NEW DELHI, JAN. 17. A sense of unease is developing in the Finance Ministry about the creeping inflation rate which has gone up to 6.09 per cent in the first week of January. The fear is that unless this rising trend is quickly controlled, the well-laid-out plans of the Central Government to woo the voters during elections could come unstuck.

The main concern of the Government is that a rising inflation could seriously undermine the ``feel good factor'' which has practically become the election slogan of the National Democratic Alliance (NDA). The fear is that not only will inflation make the cost of living expensive, but it would also erode the savings of the middle class since most deposit rates are currently below the inflation rate. In other words, the return on investments such as bank deposits and debt bonds have turned negative which could, in turn, negate the feel-good factor in the coming weeks.

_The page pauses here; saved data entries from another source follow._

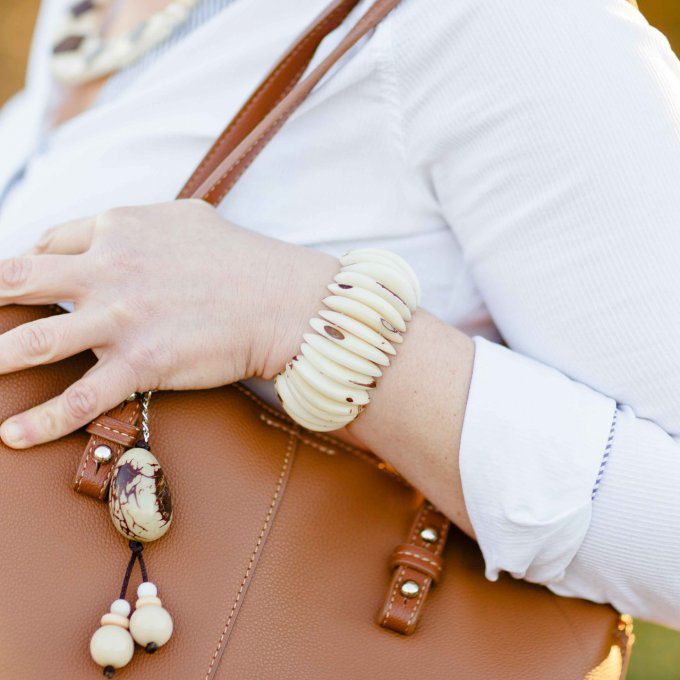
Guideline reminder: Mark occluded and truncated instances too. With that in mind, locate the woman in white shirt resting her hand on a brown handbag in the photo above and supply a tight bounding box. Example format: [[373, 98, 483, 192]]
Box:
[[0, 0, 680, 627]]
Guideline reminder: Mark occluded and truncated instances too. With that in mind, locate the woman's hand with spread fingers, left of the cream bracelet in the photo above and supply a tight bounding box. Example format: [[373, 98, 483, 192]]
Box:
[[0, 200, 337, 448]]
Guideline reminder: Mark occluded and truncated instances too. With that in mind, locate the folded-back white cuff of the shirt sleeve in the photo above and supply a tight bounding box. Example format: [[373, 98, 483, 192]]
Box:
[[460, 337, 616, 584]]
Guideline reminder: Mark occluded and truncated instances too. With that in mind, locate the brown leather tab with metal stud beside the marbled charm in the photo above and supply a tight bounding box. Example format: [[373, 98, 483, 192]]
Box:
[[73, 399, 141, 501]]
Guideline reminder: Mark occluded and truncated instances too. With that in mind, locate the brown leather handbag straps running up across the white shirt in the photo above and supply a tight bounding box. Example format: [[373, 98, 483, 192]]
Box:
[[178, 0, 399, 205]]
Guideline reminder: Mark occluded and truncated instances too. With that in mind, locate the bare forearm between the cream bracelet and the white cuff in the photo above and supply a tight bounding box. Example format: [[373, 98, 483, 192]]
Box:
[[348, 310, 474, 534]]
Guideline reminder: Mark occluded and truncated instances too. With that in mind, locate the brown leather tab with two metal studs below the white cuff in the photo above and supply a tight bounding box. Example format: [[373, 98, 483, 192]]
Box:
[[378, 501, 451, 635]]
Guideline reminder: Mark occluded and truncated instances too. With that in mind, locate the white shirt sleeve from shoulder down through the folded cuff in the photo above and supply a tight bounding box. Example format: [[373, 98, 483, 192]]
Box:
[[393, 0, 680, 627]]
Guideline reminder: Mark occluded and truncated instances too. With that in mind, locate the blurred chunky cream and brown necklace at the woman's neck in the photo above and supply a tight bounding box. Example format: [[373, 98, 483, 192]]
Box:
[[52, 0, 198, 85]]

For the middle class, inflation has systematically been eating into its savings since last year. The annual rate of inflation was 6.7 per cent in April 2003 and after that it continued in the range of 6.3-6.9 per cent for nearly two months. It did decline to around four per cent in August but soon climbed back to five per cent and more since September. In fact, inflation has risen further since November last year and has now gone back to the six per cent plus range.

For the salaried and middle classes, returns on savings are a big concern since most households now have some disposable income for savings and for investment towards a secure future. With the small investor continuing to stay away from the stock markets despite the unprecedented rise in the Sensex, savings and secured returns continue to be the mainstay for this section of the population which also happens to be the largest vote bank of the Bhartiya Janata Party (BJP).

The Government's worry arises from two factors. While the rise in inflation in the last two months has been mainly on account of fruits, vegetables, mineral oils, fuels and cotton textiles, the official expectation is that this rise would subside in line with cyclic behaviour. But what is out of the Government's control is the firming up of international oil prices.

The average price of the OPEC (Organisation of Petroleum Exporting Countries) basket had reached $29.5 per barrel at the end of 2003 while U. S. prices are hovering around $ 32 a barrel. Thus, global oil prices are about 10 per cent higher than what they were in early November and what is worse, the outlook for oil prices in the short term remains uncertain.

Secondly, a possible upward pressure, led by increases in commodity prices, has replaced the fear of deflation in the advanced economies. Therefore, these international developments enhance the possibility of `international transmission of inflation,' as the RBI Governor, Y. V. Reddy, put it recently.

Against this backdrop, the Finance Ministry has promised some corrective measures. One could be the flooding of the market with agricultural produce once the harvesting season begins and the second could be to keep a lid on petrol and diesel prices till elections are over.